Black’s personal use of the stolen funds included:
- Travel with his wife to Salt Lake City for their son’s wedding, and personal travel to Denver, Florida, Washington D.C., Colorado Springs and Chicago, including airfare, lodging and meals.
- New York Yankees tickets.
- A total of $34,000 for personal dues and fees for the Buffalo Saturn Club, a social club.
- Tickets to a James Taylor concert, a Liza Minnelli concert and Broadway shows.
- Nearly $11,500 for University Life Services staff parties at Buffalo Bison’s Field.
- More than $3,300 for tickets to and in support of a performing Arts festival in Charleston, South Carolina, where he had a second home.
Black also used stolen funds for charitable contributions in his own name, and in some instances took corresponding tax deductions to which he was not entitled. His improper charitable spending included:
- Using at least $75,000 in stolen State funds between 2008-2016 to support the Buffalo Philharmonic Orchestra (BPO), of which he was a former board member. His spending included more than $18,000 for tickets and dinners for himself and others, $5,000 for video and recording services and more than $15,000 in pledges in the name of himself and his wife.
- Using nearly $13,500 in stolen funds in 2013 for event tickets and campaign support when he chaired the United Way campaign.
- Donating stolen funds to support the “Barksgiving” campaign in Buffalo, a Thanksgiving event for dogs and their owners, as well as for contributions to the American Heart Association and the Christ the King Seminary.

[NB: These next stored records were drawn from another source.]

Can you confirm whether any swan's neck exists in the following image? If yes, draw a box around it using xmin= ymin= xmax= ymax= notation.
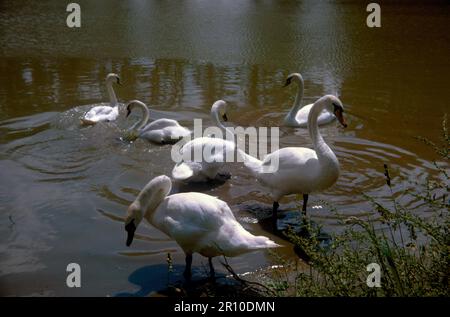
xmin=287 ymin=80 xmax=303 ymax=119
xmin=135 ymin=103 xmax=150 ymax=130
xmin=211 ymin=109 xmax=234 ymax=140
xmin=106 ymin=81 xmax=117 ymax=107
xmin=136 ymin=180 xmax=171 ymax=220
xmin=308 ymin=102 xmax=337 ymax=162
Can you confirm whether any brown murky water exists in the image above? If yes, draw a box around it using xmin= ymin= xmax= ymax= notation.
xmin=0 ymin=1 xmax=450 ymax=296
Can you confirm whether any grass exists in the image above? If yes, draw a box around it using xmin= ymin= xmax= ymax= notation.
xmin=266 ymin=117 xmax=450 ymax=296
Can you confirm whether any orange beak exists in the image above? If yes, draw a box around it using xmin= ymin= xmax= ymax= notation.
xmin=334 ymin=109 xmax=347 ymax=128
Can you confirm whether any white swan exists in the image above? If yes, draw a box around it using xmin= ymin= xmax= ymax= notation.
xmin=243 ymin=95 xmax=347 ymax=225
xmin=125 ymin=175 xmax=279 ymax=279
xmin=283 ymin=73 xmax=336 ymax=128
xmin=127 ymin=100 xmax=191 ymax=144
xmin=81 ymin=73 xmax=120 ymax=125
xmin=172 ymin=100 xmax=236 ymax=182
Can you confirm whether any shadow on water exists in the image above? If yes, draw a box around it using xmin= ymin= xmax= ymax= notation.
xmin=114 ymin=264 xmax=253 ymax=297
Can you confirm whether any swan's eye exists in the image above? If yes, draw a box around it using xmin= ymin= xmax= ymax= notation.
xmin=333 ymin=102 xmax=344 ymax=113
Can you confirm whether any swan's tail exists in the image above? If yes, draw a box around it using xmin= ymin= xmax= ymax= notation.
xmin=80 ymin=118 xmax=97 ymax=125
xmin=172 ymin=162 xmax=194 ymax=181
xmin=238 ymin=149 xmax=262 ymax=175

Costantino’s personal use of the stolen funds included:
- Using more than $4,200 in state funds to purchase a treadmill for her home, which she charged the equipment to her State credit card.
- Using her State credit card to charge airfare and four nights in a Kissimmee, Florida condominium, asserting it was for a college conference when no such conference was held during her trip.
- Using her State credit card to purchase four $300 gift cards to Fleet Feet Sports. Costantino indicated the cards were for school sponsorship of a run, but she instead used the cards for personal purchases.
- Using $8,000 in State funds to make a charitable contribution to an organization affiliated with the Boston Marathon to ensure her entry into the Boston Marathon.
Black faces 5-15 years in prison and Costantino faces up to 4 years in prison when they are sentenced by Justice Michalski. Costantino will be sentenced on December 6, 2017 at 9:30 a.m. and Black will be sentenced on January 10, 2018 at 9:30 a.m.
DA Flynn commends Inspector General Leahy Scott, the New York State Department of Taxation and Finance and SUNY Buffalo for their outstanding investigative work.
Assistant District Attorney Gary M. Ertel of the DA’s Special Investigations and Prosecutions Bureau prosecuted the case.